Contributed by Richard M. Goody, May 10, 2011 (sent for review March 14, 2011)

## Abstract

In view of the cost and complexity of climate-observing systems, it is a matter of concern to know which measurements, by satellite or in situ, can best improve the accuracy and precision of long-term ensembles of climate projections. We follow a statistical procedure to evaluate the relative capabilities of a wide variety of observable data types for improving the accuracy and precision of an ensemble of Intergovernmental Panel on Climate Change (IPCC) models. Thirty-two data types are evaluated for their potential for improving a 50-y surface air temperature trend prediction with data from earlier periods, with an emphasis on 20 y. Data types can be ordered in terms of their ability to increase the precision of a forecast. Results show that important conclusions can follow from this ordering. The small size of the IPCC model ensemble (20 members) creates uncertainties in these conclusions, which need to be substantiated with the larger ensembles expected in the future. But the larger issue of whether the methodology can provide useful answers is demonstrated.

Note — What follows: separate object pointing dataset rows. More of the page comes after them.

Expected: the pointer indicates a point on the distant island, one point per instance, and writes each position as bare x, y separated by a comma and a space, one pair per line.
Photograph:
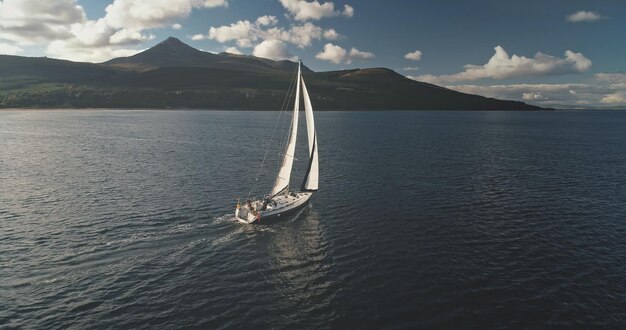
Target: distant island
173, 74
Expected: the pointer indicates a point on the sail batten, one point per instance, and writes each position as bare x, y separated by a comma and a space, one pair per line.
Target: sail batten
284, 174
311, 176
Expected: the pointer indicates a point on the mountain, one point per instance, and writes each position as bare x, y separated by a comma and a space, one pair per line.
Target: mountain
173, 74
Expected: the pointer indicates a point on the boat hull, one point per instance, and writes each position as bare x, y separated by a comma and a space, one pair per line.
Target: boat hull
278, 207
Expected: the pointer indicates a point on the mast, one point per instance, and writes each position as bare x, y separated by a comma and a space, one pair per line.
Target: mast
311, 177
284, 174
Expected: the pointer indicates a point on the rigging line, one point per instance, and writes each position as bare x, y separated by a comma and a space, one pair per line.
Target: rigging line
282, 109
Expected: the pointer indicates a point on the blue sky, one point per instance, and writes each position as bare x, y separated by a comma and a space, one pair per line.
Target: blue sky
568, 53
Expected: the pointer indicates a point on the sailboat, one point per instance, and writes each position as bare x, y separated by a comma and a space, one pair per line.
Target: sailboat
281, 200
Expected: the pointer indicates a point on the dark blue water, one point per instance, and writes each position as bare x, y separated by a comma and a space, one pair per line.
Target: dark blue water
122, 219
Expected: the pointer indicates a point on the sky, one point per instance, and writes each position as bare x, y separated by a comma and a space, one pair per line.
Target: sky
564, 54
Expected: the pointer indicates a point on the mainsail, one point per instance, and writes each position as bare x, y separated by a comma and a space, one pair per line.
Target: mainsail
312, 173
284, 174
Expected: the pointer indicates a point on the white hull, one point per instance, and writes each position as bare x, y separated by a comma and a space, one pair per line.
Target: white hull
278, 206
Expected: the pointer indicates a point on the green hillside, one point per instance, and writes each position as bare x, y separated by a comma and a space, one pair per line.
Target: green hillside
175, 75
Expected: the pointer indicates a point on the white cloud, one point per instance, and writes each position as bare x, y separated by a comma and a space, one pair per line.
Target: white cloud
273, 50
357, 54
337, 54
332, 53
266, 20
414, 56
29, 21
77, 52
584, 16
197, 37
597, 93
64, 26
300, 35
302, 10
233, 50
141, 14
331, 34
533, 96
127, 36
8, 49
348, 11
618, 77
615, 98
245, 33
503, 66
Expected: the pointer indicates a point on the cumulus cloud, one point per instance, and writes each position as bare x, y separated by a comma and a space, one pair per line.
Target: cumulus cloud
233, 50
597, 93
337, 54
7, 49
615, 98
503, 66
266, 20
141, 14
197, 37
273, 50
532, 96
123, 25
245, 33
74, 52
584, 16
30, 21
617, 77
331, 34
332, 53
414, 56
357, 54
302, 10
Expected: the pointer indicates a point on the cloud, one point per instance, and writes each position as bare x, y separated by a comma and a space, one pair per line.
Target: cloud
273, 50
7, 49
605, 90
414, 56
584, 16
503, 66
337, 54
331, 34
332, 53
245, 33
617, 77
615, 98
302, 10
141, 14
266, 20
357, 54
532, 96
197, 37
63, 49
30, 21
233, 50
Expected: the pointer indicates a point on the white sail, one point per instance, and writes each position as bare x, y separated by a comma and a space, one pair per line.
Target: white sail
312, 174
282, 180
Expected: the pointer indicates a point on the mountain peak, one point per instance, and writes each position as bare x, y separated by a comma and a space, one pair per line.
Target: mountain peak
173, 44
169, 52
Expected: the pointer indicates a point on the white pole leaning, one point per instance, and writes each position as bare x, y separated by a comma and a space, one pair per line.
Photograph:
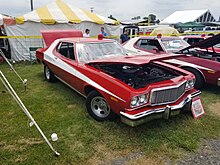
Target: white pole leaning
11, 66
20, 103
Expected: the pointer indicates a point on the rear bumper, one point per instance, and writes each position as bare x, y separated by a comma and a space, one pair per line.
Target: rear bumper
163, 112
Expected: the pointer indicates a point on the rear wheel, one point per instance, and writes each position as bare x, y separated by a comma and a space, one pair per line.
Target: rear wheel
98, 108
199, 78
48, 74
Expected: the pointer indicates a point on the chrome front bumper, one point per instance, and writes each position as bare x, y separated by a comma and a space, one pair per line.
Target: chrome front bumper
164, 112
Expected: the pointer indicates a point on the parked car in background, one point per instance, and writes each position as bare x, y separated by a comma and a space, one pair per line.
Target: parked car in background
207, 47
136, 88
180, 54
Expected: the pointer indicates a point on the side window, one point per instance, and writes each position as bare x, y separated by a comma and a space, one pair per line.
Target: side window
66, 49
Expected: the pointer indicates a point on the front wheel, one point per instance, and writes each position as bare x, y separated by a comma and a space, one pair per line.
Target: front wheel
98, 108
48, 74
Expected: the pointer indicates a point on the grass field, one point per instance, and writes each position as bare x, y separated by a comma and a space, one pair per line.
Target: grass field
82, 140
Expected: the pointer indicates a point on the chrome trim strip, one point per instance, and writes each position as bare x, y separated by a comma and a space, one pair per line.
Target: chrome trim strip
70, 86
148, 112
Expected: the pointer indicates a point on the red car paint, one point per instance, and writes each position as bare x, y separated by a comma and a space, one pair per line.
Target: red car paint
208, 70
121, 78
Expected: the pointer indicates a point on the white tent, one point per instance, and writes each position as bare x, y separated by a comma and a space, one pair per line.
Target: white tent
6, 20
189, 16
56, 15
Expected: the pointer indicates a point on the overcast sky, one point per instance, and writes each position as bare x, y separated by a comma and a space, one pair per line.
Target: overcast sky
120, 9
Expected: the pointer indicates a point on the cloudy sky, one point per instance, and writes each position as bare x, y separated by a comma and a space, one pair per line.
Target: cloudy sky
120, 9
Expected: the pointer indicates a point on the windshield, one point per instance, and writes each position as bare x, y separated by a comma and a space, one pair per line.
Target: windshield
174, 45
92, 51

Satellite observations are an increasingly important source of climate observations. They can give continuous global coverage with the same instruments, and it is now possible to design simple instruments that can be referred confidently to international standards, assuring the value of the observations in perpetuity. An example of this approach is National Aeronautics and Space Administration’s Climate Absolute Radiance and Refractivity Observatory (CLARREO) mission, which has recently been suspended indefinitely due to national fiscal constraints. CLARREO, as last configured, contained a thermal infrared interferometer, a global positioning system (GPS) radio occultation instrument, and a shortwave spectrometer to measure reflected solar radiation. It becomes a matter of concern to know whether these are the best measurements for improving long-term climate projections, and if not, which measurements are.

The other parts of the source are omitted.